Suzi Starheim | Staff Writer
While Chautauqua Theater Company has completed its season, guests looking to get one last dose of theater will find it at Fletcher Music Hall at 2 p.m. Saturday with Chautauquan David Zinman’s one-act play “What’s in a Name?”
Zinman, who runs the Classic Film Series at the Chautauqua Cinema, typically does a staged reading of his plays at the end of each season. His inspiration for this season’s play came from a real-life story he heard while in a library one day.
While chatting with one of the librarians, Zinman said, he heard the story of a woman with Alzheimer’s who began calling her husband by another man’s name whenever he came to visit her. The protagonist in Zinman’s play, Ned Jamison, is in a similar situation and finds himself struggling with this potential secret of their marriage.
“He’s trying to figure out whether this was a figment of her imagination, or is there another person in her life by this name that he doesn’t know about,” Zinman said. “It’s an experience about a man who is learning something about his marriage that he didn’t know and realizes his shortcomings as a husband. He goes through a journey in life based on this experience of hearing his wife use another name. It’s a self-discovery about himself that he finds out a little too late in life, but he does find out and can make a change.”
Zinman, who has been writing plays for about 10 years, has spent summers at Chautauqua since 1944. His career in playwriting only began after retiring from a lifelong job as a reporter.
“I finally retired, and I found that the best part of my writing were features stories where I had a lot of dialogue, so I thought, Gee, it would be fun to write something that’s fully in dialogue,” Zinman said.
He took a course in playwriting and began writing one to two plays per year.
Zinman’s past one-act plays include “Strom in Limbo,” “Who Killed the Kingfish,” “Pigtails in the Outfield,” “The Reporter,” “The Girl on the Silver Screen,” “Movies 101,” “The Piano,” “The Two Mr. Bernsteins,” “The Real Deal,” “The Opera Maven,” “Madame Davida” and “Mr. Smart Ass,” which was a finalist in the Tennessee Williams One-Act Play Competition in New Orleans.
Two of these plays — “Strom in Limbo” and “Who Killed the Kingfish” — were based on Zinman’s experiences as a reporter in New Orleans.
Zinman said he brings these plays to Chautauqua each season to get valuable feedback and insight into what he has written.
“They’ve all had their first stage reading at Chautauqua, and the reason for that is when you write a play, it’s all on paper, and you don’t know how it plays until people read it, so that gives you the opportunity of hearing your words that are read aloud,” Zinman said. “Then you go to the audience to get the live audience reaction to it.”

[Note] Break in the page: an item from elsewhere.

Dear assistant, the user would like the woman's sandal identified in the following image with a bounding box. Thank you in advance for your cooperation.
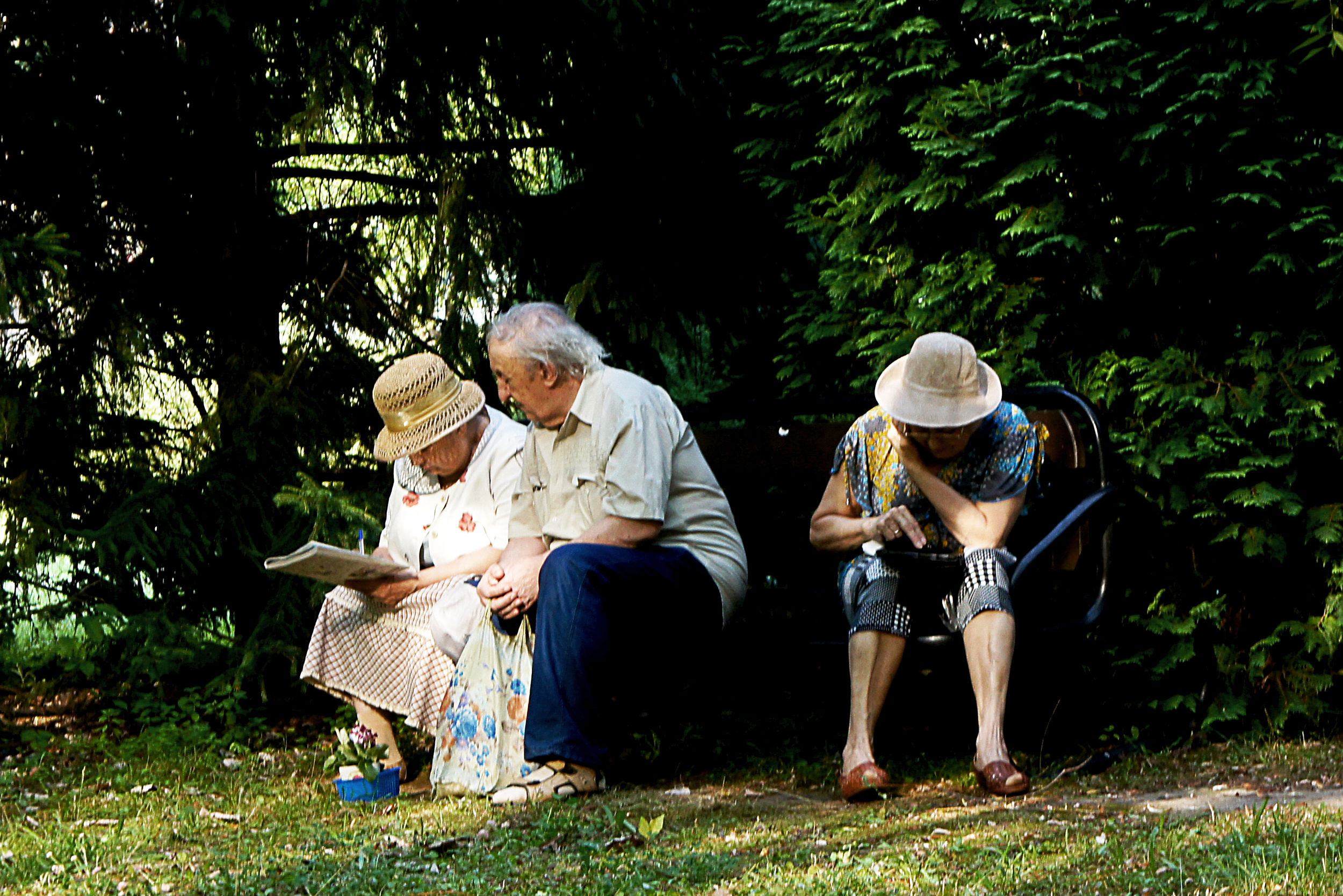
[840,762,896,803]
[971,759,1030,797]
[490,759,606,806]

The cast of this season’s play includes a group of Chautauquans Zinman has named “The Chautauqua Players.” This group includes Hugh Butler (Ned Jamison), Mary Lee Talbot (Miss Collins), Margaret Johnson (Kathy Jamison) and Carl Badger (Harry Washington). It also includes Friends of Chautauqua Theater Company member at-large Bob McClure, who will be directing the play, and Jean Badger, who will be stage directing.

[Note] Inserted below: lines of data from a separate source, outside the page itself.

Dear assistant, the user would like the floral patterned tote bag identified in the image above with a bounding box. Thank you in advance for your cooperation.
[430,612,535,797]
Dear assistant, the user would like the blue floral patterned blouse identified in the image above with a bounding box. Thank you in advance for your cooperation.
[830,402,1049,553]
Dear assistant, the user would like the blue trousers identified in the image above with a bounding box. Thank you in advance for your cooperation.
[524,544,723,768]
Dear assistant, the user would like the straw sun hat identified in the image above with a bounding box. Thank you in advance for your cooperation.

McClure said this is his fourth season directing one of Zinman’s plays, and he first encountered Zinman during his play “Who Killed the Kingfish.” While he has no formal theater training, it was McClure’s love for the theater and play readings during the winter that earned him the role of director of Zinman’s plays.
Preparation for Saturday’s performance included only three days of rehearsal in Alumni Hall, and while the play is not a full production, Zinman said it will run similarly to CTC’s New Play Workshops. It will have minimal set and scenery, and actors will have their scripts in hand. After the play ends, there will be a talkback with the audience so that Zinman can receive feedback.
McClure said Wednesday’s rehearsal involved a table reading, where he and the cast read and ironed out any inconsistencies or problems with the script. They also spent time discussing how their roles fit into the telling of the story as a whole. Thursday’s rehearsal allowed the actors to act out the play for the first time in preparation for Saturday’s performance.
McClure said overall, he wants people to get two messages from seeing this play.
“It’s a play about a terrible illness, so you walk away with perspective about what that must be like for the other people,” McClure said. “It’s also a play about how people are sometimes not on the same wavelength when they are communicating.”
Zinman said the play will be approximately 40 minutes long and is sponsored by the Chautauqua Literary and Scientific Circle Alumni Association. It is a free event for guests to attend.